Einen ähnlichen Trend beobachten wir in vielen anderen westlichen Ländern. Deshalb haben bereits mehrere OECD-Länder eine vorläufige Erhöhung des Rentenalters um ein bis zwei Jahre beschlossen. Auch die Schweiz wird nicht darum herumkommen, selbst wenn die Gewerkschaften dies als absolutes No-Go abstempeln.
Eine solche fundamentale Änderung müsste natürlich mit entsprechenden gesetzlichen Vorschriften verbunden sein. Nicht in jedem Beruf wäre sie durchsetzbar. Und nicht wenige Firmen und Konzerne müssten ihre heute praktizierte egoistische Usanz der frühzeitigen Pensionierung aufgeben. Doch, wer weiss, vielleicht hilft bei diesem Paradigmenwechsel die demographische Entwicklung. Sie lässt bekanntlich einen grossen Mangel an Arbeitskräften erwarten.
Unsichere Renten?
Nach sieben Jahrzehnten AHV stehen unsicherere Zeiten an. Die höchst komfortable garantierte AHV-Rente ist eine grosse Errungenschaft. Viele Menschen im Land betrachten sie mittlerweile als eine Art Grundrecht, um in der dritten Lebensphase relativ komfortabel und sorgenlos leben zu können.
Einiges deutet darauf hin, dass diese stabile Grosswetterlage stürmischeren Zeiten Platz machen wird.

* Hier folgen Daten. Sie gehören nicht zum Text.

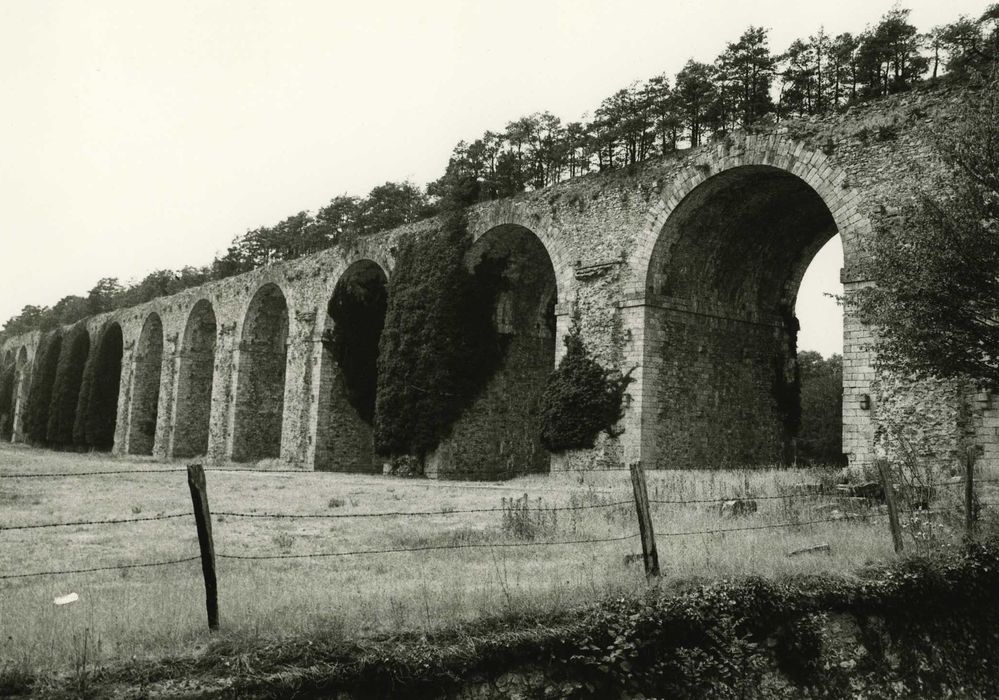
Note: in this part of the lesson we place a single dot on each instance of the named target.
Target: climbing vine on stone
(580, 399)
(439, 347)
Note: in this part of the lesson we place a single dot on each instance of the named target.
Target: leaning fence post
(649, 554)
(203, 520)
(970, 512)
(886, 483)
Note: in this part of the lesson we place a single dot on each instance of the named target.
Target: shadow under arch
(195, 380)
(147, 370)
(97, 409)
(721, 378)
(499, 435)
(260, 377)
(348, 369)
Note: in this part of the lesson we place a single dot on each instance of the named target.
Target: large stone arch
(195, 382)
(344, 367)
(716, 273)
(499, 434)
(261, 368)
(147, 372)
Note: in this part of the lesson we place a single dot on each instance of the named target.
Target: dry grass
(152, 611)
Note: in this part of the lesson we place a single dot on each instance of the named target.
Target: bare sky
(143, 135)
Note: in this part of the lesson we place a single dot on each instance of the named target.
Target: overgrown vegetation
(6, 402)
(36, 418)
(936, 295)
(66, 387)
(580, 399)
(746, 85)
(439, 346)
(922, 627)
(99, 393)
(820, 437)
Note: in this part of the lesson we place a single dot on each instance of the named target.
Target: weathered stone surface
(684, 270)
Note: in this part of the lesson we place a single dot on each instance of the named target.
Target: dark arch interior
(99, 393)
(147, 368)
(7, 391)
(349, 369)
(194, 382)
(40, 397)
(500, 434)
(357, 309)
(721, 293)
(66, 387)
(263, 355)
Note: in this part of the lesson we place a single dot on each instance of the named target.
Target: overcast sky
(145, 135)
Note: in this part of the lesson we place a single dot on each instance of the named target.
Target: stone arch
(195, 379)
(260, 376)
(43, 381)
(73, 356)
(147, 370)
(509, 214)
(719, 281)
(97, 410)
(8, 389)
(811, 166)
(347, 369)
(500, 433)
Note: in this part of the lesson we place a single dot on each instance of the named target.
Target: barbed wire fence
(643, 505)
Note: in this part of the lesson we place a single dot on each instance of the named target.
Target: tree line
(747, 85)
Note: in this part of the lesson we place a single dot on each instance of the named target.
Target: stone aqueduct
(684, 270)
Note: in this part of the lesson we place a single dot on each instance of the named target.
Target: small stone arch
(147, 369)
(97, 410)
(510, 215)
(195, 381)
(261, 368)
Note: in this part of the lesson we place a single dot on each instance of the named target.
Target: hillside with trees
(748, 84)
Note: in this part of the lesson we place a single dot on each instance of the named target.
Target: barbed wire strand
(416, 512)
(119, 521)
(468, 545)
(68, 572)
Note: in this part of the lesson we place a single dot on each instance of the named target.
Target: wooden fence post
(970, 512)
(203, 520)
(649, 553)
(896, 530)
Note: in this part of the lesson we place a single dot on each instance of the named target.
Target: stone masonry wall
(600, 233)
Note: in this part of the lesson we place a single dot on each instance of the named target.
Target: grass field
(152, 611)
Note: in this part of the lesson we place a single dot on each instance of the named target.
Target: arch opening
(355, 316)
(66, 387)
(21, 387)
(721, 325)
(147, 370)
(40, 396)
(194, 382)
(98, 406)
(263, 355)
(499, 435)
(8, 381)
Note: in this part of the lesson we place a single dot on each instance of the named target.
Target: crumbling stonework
(683, 270)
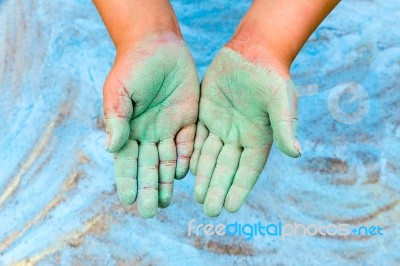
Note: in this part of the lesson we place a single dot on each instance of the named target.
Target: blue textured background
(58, 203)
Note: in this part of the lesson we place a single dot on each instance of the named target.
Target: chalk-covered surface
(58, 202)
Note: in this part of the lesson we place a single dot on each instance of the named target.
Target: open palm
(151, 104)
(243, 108)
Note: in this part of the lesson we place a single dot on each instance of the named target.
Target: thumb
(118, 111)
(283, 116)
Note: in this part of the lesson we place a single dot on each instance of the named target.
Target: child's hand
(151, 104)
(243, 107)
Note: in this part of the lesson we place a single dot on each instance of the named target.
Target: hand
(151, 104)
(244, 106)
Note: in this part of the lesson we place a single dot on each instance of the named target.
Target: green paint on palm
(151, 97)
(243, 108)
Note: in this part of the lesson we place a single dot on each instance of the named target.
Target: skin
(151, 100)
(248, 101)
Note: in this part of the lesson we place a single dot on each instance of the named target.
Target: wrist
(129, 21)
(252, 46)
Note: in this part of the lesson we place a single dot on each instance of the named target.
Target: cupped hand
(244, 107)
(151, 105)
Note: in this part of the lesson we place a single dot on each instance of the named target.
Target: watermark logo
(280, 229)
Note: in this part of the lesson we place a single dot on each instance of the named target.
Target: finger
(184, 147)
(117, 114)
(167, 154)
(221, 180)
(251, 164)
(125, 161)
(201, 136)
(208, 158)
(148, 180)
(283, 116)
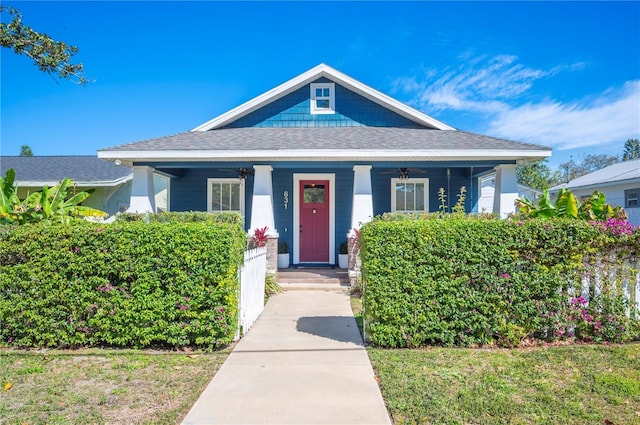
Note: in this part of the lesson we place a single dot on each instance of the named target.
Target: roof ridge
(319, 71)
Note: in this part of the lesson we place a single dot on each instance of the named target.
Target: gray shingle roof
(54, 168)
(382, 138)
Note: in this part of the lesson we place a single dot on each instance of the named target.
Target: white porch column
(143, 198)
(506, 190)
(362, 209)
(262, 205)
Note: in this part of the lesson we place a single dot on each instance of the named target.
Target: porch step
(313, 278)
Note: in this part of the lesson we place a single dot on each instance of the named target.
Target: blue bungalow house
(316, 157)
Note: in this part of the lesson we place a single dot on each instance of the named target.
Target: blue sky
(565, 75)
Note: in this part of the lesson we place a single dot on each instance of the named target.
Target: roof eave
(128, 157)
(313, 74)
(592, 186)
(78, 183)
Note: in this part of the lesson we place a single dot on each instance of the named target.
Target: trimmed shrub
(183, 217)
(123, 284)
(473, 281)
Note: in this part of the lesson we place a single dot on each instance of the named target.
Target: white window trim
(168, 180)
(332, 98)
(223, 180)
(626, 197)
(426, 193)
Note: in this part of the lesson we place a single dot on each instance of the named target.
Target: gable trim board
(310, 76)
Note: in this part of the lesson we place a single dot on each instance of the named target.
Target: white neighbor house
(619, 182)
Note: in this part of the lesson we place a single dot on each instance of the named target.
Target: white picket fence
(252, 276)
(609, 275)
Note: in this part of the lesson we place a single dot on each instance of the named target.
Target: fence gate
(252, 276)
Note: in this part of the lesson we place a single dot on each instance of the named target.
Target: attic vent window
(323, 98)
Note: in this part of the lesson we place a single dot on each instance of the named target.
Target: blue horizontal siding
(294, 110)
(189, 191)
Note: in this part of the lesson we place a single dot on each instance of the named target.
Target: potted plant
(343, 255)
(283, 255)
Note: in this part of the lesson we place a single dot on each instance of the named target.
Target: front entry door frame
(296, 213)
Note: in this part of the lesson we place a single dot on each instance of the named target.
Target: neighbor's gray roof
(382, 138)
(52, 169)
(616, 173)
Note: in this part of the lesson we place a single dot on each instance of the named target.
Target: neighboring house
(111, 184)
(619, 182)
(316, 157)
(487, 189)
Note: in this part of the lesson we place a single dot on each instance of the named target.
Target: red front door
(314, 221)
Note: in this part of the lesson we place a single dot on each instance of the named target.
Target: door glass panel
(235, 197)
(419, 196)
(410, 197)
(215, 197)
(400, 196)
(226, 196)
(314, 193)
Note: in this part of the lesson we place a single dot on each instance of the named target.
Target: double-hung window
(322, 98)
(632, 198)
(225, 195)
(410, 195)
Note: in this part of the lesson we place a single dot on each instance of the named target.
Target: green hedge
(183, 217)
(465, 281)
(122, 284)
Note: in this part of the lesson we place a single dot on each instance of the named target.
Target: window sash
(322, 98)
(632, 199)
(225, 195)
(410, 195)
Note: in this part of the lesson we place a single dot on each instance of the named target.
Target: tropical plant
(50, 204)
(9, 201)
(568, 206)
(260, 236)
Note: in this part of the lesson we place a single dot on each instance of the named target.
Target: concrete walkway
(303, 362)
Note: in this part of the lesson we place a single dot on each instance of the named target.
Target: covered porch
(314, 206)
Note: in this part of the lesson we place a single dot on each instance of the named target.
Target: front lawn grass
(574, 384)
(102, 385)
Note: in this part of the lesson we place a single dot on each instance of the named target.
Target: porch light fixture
(243, 173)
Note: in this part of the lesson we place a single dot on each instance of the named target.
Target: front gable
(356, 104)
(349, 109)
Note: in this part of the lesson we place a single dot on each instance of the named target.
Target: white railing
(252, 276)
(611, 276)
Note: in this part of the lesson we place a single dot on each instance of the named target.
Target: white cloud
(612, 117)
(499, 89)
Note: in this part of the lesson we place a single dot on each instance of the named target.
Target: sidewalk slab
(302, 362)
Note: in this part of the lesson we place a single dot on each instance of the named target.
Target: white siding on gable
(487, 185)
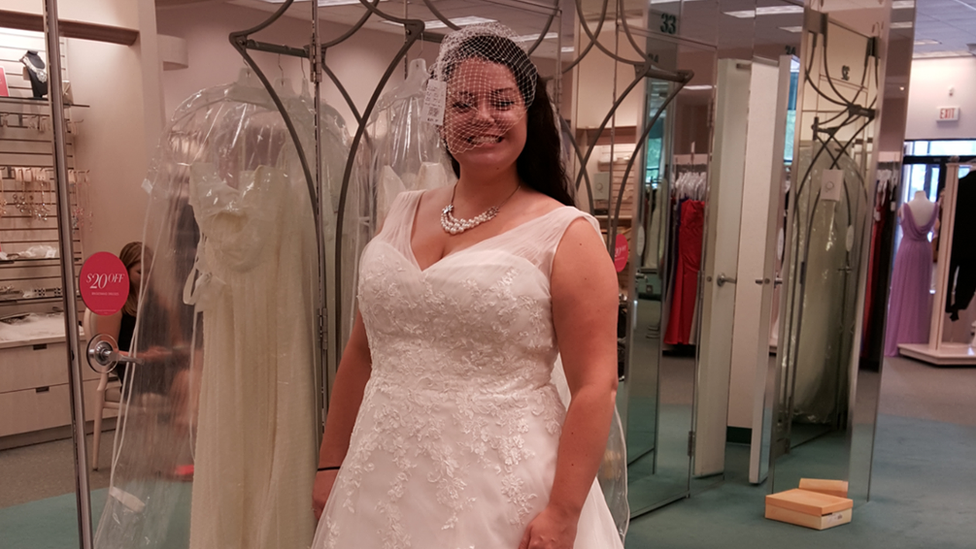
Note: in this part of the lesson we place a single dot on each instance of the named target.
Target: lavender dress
(910, 304)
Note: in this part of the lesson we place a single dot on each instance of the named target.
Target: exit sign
(948, 113)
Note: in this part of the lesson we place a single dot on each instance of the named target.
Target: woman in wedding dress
(444, 430)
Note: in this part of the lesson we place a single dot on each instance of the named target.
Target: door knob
(721, 280)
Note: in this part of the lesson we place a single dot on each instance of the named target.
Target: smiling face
(484, 119)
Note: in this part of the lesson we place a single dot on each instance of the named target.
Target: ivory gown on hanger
(455, 442)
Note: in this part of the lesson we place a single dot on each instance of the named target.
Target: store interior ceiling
(943, 28)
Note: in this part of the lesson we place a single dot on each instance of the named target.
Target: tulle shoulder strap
(539, 241)
(398, 220)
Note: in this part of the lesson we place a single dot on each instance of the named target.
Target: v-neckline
(413, 220)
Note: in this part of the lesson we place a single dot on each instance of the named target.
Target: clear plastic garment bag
(401, 152)
(215, 446)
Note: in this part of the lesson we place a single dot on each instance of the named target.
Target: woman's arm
(347, 394)
(584, 309)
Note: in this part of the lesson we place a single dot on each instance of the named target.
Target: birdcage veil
(481, 85)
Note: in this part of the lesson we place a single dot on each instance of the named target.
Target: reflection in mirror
(634, 144)
(818, 398)
(769, 148)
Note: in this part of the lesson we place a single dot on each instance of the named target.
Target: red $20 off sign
(104, 283)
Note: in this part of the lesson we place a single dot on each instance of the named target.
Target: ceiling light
(778, 10)
(534, 37)
(935, 54)
(459, 21)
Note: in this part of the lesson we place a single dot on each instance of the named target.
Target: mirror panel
(837, 125)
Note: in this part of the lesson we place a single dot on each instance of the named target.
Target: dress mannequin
(922, 207)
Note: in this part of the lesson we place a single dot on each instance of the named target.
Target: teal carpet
(50, 523)
(923, 496)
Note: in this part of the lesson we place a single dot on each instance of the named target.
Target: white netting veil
(487, 82)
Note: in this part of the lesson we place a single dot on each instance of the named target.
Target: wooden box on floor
(830, 487)
(810, 509)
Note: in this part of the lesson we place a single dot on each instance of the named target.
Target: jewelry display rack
(28, 201)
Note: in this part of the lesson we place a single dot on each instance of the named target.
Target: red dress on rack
(684, 297)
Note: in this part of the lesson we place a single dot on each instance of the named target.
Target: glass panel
(777, 40)
(819, 400)
(37, 455)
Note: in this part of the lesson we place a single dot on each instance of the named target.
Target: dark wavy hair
(539, 166)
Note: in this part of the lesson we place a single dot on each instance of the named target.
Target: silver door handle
(721, 279)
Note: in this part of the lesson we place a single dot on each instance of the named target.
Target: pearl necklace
(455, 226)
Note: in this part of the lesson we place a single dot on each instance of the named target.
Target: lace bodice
(455, 442)
(483, 313)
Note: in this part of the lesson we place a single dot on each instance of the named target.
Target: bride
(444, 430)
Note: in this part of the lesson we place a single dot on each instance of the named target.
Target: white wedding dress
(455, 442)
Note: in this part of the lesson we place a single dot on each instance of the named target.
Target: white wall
(929, 89)
(120, 84)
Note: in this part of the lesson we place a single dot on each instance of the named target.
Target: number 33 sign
(104, 283)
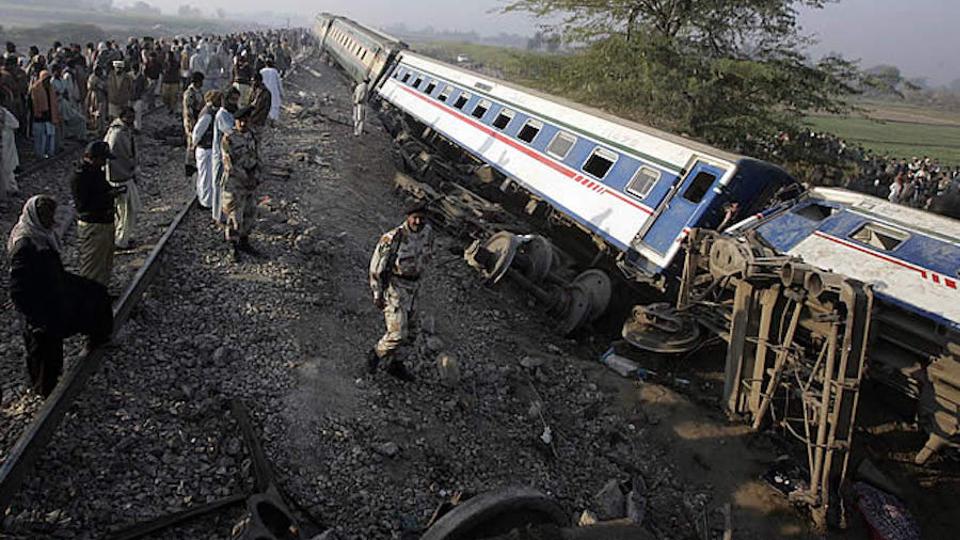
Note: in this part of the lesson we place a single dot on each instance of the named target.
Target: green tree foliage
(730, 72)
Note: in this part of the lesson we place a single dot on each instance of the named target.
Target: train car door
(682, 206)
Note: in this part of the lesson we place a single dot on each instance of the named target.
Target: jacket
(122, 144)
(92, 195)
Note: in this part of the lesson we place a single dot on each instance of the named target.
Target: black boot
(246, 247)
(398, 370)
(373, 361)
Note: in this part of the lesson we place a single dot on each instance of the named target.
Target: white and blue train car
(910, 257)
(640, 190)
(362, 52)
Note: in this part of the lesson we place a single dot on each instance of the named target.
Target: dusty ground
(287, 333)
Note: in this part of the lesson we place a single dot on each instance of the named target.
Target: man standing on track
(202, 138)
(223, 125)
(260, 102)
(122, 173)
(241, 173)
(54, 304)
(396, 267)
(193, 103)
(119, 90)
(94, 198)
(359, 106)
(271, 79)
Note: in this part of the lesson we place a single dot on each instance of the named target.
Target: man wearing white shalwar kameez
(222, 125)
(202, 138)
(9, 159)
(122, 172)
(271, 79)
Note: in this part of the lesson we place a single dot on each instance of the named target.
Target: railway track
(40, 431)
(137, 273)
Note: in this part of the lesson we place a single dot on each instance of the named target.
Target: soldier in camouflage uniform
(395, 270)
(241, 176)
(193, 103)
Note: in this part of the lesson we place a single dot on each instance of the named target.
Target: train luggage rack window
(561, 145)
(462, 100)
(503, 119)
(879, 236)
(643, 181)
(600, 162)
(530, 130)
(482, 108)
(699, 187)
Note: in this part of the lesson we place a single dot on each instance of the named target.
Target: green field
(899, 130)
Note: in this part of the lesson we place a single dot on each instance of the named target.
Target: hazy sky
(920, 36)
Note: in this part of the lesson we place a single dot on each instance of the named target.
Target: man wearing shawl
(53, 303)
(46, 115)
(222, 126)
(271, 79)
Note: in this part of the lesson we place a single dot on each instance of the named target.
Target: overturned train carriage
(811, 290)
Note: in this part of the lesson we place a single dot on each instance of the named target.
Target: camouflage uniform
(395, 269)
(241, 176)
(192, 105)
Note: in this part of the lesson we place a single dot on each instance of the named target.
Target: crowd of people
(920, 182)
(226, 89)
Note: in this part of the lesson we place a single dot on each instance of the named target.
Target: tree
(731, 72)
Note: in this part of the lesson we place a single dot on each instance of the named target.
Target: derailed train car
(810, 289)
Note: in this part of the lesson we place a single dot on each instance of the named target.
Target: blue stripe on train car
(617, 178)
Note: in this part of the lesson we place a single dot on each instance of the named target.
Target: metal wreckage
(812, 290)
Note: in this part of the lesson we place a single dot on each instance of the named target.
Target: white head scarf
(29, 227)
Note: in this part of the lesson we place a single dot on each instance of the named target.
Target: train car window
(481, 108)
(503, 119)
(530, 130)
(600, 162)
(643, 181)
(879, 236)
(699, 187)
(561, 145)
(814, 212)
(462, 100)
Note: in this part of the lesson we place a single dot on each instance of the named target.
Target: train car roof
(935, 225)
(615, 123)
(371, 32)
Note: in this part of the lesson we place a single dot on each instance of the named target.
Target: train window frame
(598, 152)
(462, 100)
(533, 124)
(485, 105)
(632, 187)
(879, 235)
(504, 113)
(561, 135)
(698, 189)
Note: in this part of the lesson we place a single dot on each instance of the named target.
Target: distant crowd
(920, 182)
(71, 91)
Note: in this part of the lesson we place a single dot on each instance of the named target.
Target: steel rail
(38, 434)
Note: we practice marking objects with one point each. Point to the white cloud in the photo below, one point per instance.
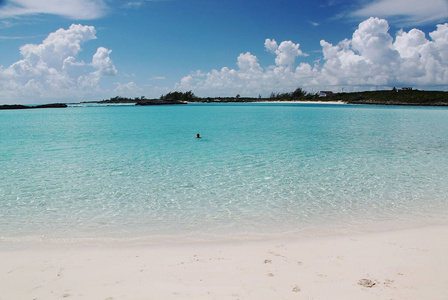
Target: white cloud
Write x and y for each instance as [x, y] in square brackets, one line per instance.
[410, 11]
[371, 58]
[286, 52]
[51, 69]
[73, 9]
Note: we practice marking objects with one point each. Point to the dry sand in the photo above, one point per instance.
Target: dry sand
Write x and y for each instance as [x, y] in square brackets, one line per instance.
[404, 264]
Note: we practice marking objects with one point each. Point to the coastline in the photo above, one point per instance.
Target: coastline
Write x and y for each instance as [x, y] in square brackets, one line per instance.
[399, 264]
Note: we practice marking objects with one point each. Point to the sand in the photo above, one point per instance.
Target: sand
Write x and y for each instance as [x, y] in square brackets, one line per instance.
[403, 264]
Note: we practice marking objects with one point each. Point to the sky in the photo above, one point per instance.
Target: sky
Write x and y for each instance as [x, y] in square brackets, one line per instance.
[88, 50]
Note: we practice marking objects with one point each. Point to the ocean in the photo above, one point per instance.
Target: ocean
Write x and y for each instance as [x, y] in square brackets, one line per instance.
[260, 169]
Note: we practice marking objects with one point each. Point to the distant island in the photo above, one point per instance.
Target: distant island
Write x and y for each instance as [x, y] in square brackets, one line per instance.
[17, 106]
[404, 96]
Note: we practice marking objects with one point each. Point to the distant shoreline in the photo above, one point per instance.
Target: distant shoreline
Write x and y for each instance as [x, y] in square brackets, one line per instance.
[388, 97]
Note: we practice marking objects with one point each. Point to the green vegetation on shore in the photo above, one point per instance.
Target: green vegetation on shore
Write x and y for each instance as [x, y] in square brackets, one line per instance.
[384, 97]
[395, 97]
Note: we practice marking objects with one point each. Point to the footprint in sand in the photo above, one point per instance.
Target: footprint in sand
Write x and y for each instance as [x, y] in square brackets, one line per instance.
[366, 283]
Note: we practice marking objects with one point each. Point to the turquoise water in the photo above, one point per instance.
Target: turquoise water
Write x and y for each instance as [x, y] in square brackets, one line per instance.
[126, 172]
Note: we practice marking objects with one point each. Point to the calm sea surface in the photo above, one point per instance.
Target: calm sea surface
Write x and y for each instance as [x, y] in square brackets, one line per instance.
[131, 172]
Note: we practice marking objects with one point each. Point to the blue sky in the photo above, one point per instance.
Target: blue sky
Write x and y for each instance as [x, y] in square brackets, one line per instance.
[52, 51]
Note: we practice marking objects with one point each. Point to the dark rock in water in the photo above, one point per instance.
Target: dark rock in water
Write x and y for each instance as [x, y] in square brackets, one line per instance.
[17, 106]
[14, 106]
[159, 102]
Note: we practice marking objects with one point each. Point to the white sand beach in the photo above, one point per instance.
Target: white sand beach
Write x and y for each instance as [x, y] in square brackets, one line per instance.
[402, 264]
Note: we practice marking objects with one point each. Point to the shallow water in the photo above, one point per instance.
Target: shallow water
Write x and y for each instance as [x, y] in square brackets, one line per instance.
[124, 172]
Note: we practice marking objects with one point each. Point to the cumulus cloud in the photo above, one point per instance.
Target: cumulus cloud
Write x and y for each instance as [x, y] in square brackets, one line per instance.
[51, 69]
[73, 9]
[409, 11]
[372, 58]
[286, 52]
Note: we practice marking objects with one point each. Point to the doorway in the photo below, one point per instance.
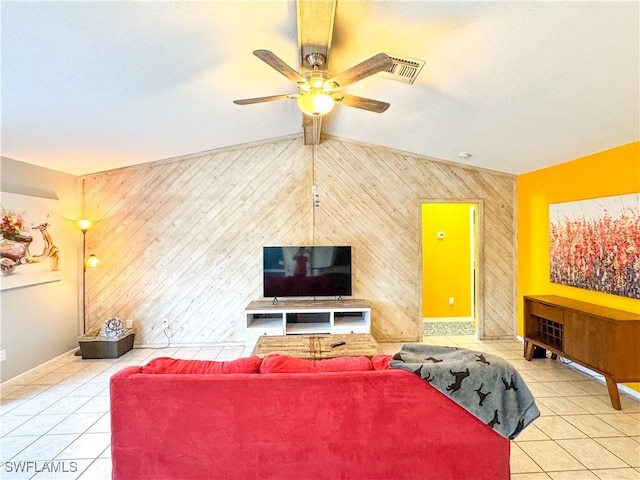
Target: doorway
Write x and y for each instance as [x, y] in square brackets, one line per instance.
[450, 267]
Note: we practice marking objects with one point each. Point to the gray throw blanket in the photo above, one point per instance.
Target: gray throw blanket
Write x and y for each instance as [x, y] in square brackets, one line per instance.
[485, 385]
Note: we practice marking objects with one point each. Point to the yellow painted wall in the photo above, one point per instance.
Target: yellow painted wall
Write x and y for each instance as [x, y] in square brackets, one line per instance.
[446, 265]
[608, 173]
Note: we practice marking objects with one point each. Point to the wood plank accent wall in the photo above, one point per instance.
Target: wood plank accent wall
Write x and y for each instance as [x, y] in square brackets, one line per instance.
[182, 239]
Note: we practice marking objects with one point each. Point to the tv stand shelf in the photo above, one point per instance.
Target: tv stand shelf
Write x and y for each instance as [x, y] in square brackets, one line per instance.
[306, 317]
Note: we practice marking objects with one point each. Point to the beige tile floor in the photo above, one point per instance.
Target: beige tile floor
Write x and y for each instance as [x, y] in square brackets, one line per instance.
[55, 418]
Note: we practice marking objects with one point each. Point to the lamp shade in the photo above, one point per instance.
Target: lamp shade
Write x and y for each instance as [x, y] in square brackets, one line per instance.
[84, 224]
[316, 103]
[92, 261]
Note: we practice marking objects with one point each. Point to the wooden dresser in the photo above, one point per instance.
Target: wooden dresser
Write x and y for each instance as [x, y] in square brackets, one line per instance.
[602, 339]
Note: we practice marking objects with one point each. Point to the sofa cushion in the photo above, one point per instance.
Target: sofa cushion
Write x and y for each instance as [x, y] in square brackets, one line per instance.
[174, 365]
[279, 363]
[381, 361]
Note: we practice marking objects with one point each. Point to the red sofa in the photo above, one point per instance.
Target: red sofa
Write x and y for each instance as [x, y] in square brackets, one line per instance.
[340, 419]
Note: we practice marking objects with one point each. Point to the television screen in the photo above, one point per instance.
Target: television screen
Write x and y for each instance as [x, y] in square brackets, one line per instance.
[303, 271]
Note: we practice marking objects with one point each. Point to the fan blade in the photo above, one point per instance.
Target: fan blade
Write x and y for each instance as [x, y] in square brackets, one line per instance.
[315, 28]
[276, 63]
[272, 98]
[364, 103]
[375, 64]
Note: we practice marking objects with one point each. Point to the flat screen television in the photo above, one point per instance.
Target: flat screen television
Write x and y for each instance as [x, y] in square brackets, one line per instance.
[307, 271]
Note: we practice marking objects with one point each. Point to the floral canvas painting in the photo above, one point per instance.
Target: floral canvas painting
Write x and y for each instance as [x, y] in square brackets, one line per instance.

Vergessen wird auch gern, dass in diesen siebzig Jahren die ausbezahlten Leistungen, aber auch die Ansprüche der Pensionierten stark gestiegen sind. Dass unser Land in Sachen Reformen des politischen Systems unverständlich zögerlich vorankommt, ja diese immer wieder verschleppt werden, passt leider haarscharf in diesen Rahmen.
Ob dies damit zusammenhängt, dass die verantwortlichen Damen und Herren schwierige, unpopuläre Themen angesichts des nächsten Wahltermins lieber in die Zukunft verschieben? Mit anderen Worten: sich zulasten der jüngeren Generation absetzen – diese soll es dann richten.
Solche National- und Ständeräte sind mindestens auf einem Auge blind. Sich der Realität zu verschliessen ist nie erfolgversprechend.
Kompromissbereitschaft statt politische Mätzchen
Die Zukunft der AHV ist viel zu wichtig, um sie politischen Hardlinern zu überlassen. Extremstandpunkte sind der Sache abträglich. Wenn SGB-Präsident Rudolf Rechsteiner die Vorschläge der Nationalratskommission zur Altersvorsorge vom August 2016 im „Tages-Anzeiger“ in gewohnt klassenkämpferischer Art als „Rentenmassaker, knallharten Sozialabbau, Verantwortungslosigkeit“ bezeichnet, entspricht das seiner Optik und Kampfstrategie. Extremforderungen von Arbeitgeberseite sind der Sache ebenfalls abträglich, wie etwa die Idee des automatischen Mechanismus zur Erhöhung des Rentenalters.
Im Hinblick auf das Generationenwerk „Rentenreform 2020“ ist es deshalb auch unklug, wenn die SVP/FDP-Mehrheit jetzt aus Übermut im Parlament dazu tendiert, das Fuder zu überladen. Besonnene Köpfe müssen an Kompromisslösungen arbeiten, um zu verhindern, dass die AHVplus-Initiative vom Volk angenommen wird und damit ein Konsens für die „Rentenreform 2020“ schon mal in weite Ferne rückt. Denn auch dannzumal wird wohl das Volk das letzte Wort haben.